BS: Yeah, it’s the same thing. The effects that were most interesting to me were fleeting and almost impossible to achieve twice, and something has remained of that. As for why it has become more complicated, I think the prism became … everything I was painting, I was painting through glass. I was getting really tired of the limiting format of these horizontal bars from the prism and I felt like I didn’t want to have to look through something to achieve the effect I want. How can I start to make that happen in the thing itself? I love the idea of it becoming more like a stage set, and beginning to utilize tricks from visual effects cinematography like rear projection, matt mirrors, and scale models. And now there is an element of control, but there is also a lack of control in terms of physical reality and the construction of it.
DW: It’s that balance of control and improvisation that makes it so different from the natural world, where you have to take what it gives you.

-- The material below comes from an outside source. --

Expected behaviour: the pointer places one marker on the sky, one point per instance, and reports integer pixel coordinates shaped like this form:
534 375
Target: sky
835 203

BS: Absolutely. It’s my controlling self coming in. I think in the materials and process that I’m using, there are many possibilities for me to still be surprised. Another reason is the red stripe example. Now I have the ability to make a painted mark a part of the vocabulary. And it no longer just is itself—it represents itself in the space. And that idea to me is really powerful.
Dan Weiskopf is an associate professor of philosophy and an associate faculty member in the Neuroscience Institute at Georgia StateUniversity. He is the author, with Fred Adams, of An Introduction to the Philosophy of Psychology, forthcoming from Cambridge University Press.